In the Intersection between Legal and Medical Malpractice
A potential client comes to the legal malpractice practitioner and says that a good medical malpractice case was lost at trial because of errors by their attorney. They tell you that their expert was precluded, and that the case was lost against all defendants. What's more, the defendants were permitted to ask hypothetical questions that were not proper. What can you do for me?
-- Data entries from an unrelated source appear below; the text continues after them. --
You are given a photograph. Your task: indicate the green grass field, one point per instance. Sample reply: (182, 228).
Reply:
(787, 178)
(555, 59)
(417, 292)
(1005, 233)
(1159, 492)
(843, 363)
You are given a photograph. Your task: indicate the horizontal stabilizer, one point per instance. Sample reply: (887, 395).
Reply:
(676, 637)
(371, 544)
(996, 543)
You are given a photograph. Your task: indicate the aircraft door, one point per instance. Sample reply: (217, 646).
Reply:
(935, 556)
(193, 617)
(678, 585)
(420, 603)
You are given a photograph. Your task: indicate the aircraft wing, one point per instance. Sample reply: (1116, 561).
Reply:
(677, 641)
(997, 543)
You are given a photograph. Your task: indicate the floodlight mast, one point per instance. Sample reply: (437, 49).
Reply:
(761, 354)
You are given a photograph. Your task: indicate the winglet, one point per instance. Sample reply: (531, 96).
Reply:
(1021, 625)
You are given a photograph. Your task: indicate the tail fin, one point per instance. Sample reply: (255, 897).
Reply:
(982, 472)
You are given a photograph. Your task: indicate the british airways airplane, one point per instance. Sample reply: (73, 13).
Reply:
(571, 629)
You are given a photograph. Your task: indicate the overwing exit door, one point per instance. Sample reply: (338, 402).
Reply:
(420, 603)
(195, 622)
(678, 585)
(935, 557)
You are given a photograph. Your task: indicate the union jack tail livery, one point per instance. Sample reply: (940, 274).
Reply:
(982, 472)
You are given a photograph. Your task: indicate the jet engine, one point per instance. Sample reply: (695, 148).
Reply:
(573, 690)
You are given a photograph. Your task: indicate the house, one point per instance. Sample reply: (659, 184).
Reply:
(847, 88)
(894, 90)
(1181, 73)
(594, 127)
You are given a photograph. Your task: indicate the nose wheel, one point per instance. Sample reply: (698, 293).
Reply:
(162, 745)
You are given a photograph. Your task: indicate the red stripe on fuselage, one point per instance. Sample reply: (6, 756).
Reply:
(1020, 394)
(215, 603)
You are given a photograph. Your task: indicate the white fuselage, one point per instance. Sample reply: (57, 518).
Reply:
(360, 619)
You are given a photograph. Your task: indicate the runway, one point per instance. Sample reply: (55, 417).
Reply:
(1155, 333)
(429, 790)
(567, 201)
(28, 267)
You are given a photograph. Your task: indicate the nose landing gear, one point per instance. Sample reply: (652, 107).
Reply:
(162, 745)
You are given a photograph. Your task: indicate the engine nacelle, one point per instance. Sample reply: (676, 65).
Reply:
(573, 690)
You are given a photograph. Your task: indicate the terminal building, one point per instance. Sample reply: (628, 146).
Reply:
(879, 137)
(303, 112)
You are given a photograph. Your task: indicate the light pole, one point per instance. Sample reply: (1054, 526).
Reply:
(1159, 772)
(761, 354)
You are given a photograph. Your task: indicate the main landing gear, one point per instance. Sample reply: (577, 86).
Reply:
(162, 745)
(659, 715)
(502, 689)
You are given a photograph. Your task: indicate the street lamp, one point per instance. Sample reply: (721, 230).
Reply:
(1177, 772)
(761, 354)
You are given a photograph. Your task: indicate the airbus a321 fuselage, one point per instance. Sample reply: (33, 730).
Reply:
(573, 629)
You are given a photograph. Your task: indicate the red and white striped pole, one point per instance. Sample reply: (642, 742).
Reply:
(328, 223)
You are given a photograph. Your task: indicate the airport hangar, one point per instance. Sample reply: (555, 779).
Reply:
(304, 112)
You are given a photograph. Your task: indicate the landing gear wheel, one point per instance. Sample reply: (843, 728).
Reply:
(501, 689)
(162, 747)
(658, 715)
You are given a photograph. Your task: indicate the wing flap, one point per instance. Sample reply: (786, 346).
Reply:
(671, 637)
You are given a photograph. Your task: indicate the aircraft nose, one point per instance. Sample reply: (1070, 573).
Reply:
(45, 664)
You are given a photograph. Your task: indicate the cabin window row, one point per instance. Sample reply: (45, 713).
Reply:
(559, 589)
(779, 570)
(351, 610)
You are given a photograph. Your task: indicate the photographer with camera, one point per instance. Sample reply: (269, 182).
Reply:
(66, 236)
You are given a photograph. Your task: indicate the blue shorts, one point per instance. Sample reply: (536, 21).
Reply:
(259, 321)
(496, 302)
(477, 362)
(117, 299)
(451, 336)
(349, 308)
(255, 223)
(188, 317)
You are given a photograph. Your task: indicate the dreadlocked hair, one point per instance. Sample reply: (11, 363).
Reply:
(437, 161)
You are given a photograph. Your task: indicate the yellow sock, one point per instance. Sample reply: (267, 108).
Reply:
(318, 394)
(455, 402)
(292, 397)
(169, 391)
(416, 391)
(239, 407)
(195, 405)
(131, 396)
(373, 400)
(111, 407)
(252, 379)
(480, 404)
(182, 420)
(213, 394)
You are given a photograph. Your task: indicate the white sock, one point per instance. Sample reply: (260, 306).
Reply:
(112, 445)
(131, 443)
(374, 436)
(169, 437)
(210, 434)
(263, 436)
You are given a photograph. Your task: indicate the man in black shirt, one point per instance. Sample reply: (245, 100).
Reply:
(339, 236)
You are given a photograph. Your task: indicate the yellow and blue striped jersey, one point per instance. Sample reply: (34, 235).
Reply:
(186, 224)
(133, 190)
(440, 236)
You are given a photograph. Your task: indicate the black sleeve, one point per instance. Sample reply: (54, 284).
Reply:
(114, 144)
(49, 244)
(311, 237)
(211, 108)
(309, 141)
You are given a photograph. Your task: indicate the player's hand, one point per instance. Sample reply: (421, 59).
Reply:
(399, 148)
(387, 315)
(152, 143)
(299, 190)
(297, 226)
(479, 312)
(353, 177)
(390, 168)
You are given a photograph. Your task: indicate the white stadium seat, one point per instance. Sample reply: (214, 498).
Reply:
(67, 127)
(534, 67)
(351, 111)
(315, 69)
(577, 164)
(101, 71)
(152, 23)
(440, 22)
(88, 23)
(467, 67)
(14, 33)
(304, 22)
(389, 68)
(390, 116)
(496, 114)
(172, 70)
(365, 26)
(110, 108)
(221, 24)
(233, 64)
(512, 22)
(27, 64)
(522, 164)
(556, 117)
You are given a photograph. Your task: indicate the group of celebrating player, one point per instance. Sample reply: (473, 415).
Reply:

In many situations, the facts recited are true, and yet may not be actionable. As an example,in Banister v Marquis ; 2011 NY Slip Op 06544; Appellate Division, Second Department we see the following:
"Contrary to the plaintiffs' contention, the trial court providently exercised its discretion in precluding them from calling an expert radiologist to testify. The proffered explanation for failing to identify this witness until after the trial began was not based on good cause (see CPLR 3101[d][i]; Lucian v Schwartz, 55 AD3d 687, 688; Caccioppoli v City of New York, 50 AD3d 1079, 1080). [*2]"
"The trial court should have prohibited counsel for the defendant Belinda Marquis from questioning an expert witness for the plaintiffs about a hypothetical pertaining to the probability of the infant plaintiff having both a pectus carinatum and fibromastosis, as the hypothetical was not based on facts supported by the evidence, nor from facts fairly inferable from the evidence (see Gilleo v Horton Mem. Hosp., 196 AD2d 569, 570). However, the error was harmless (see CPLR 2002; Kropf v New York Hosp., 212 AD2d 761). The trial court's comments about the hypothetical did not deprive the plaintiffs of a fair trial (see Figueroa v Maternity Infant Care Family Planning Project, Med. & Health Research Assn. of N.Y. City, 243 AD2d 424).
Will preclusion of the expert survive a "judgment call" defense? Can plaintiff prove to a judge's satisfaction that testimony from that expert would have made a difference? Is it all speculative?
Are the harmless errors a mistake of the attorney, or did he/she make a valiant effort to object, only to be overruled? Obviously the AD felt that there was no "but for" aspect...they found it harmless.
Legal malpractice litigation seems different from all other professional malpractice areas. There seem to be more defenses and hurdles in this lawyer written-lawyer judged-lawyer prosecution area.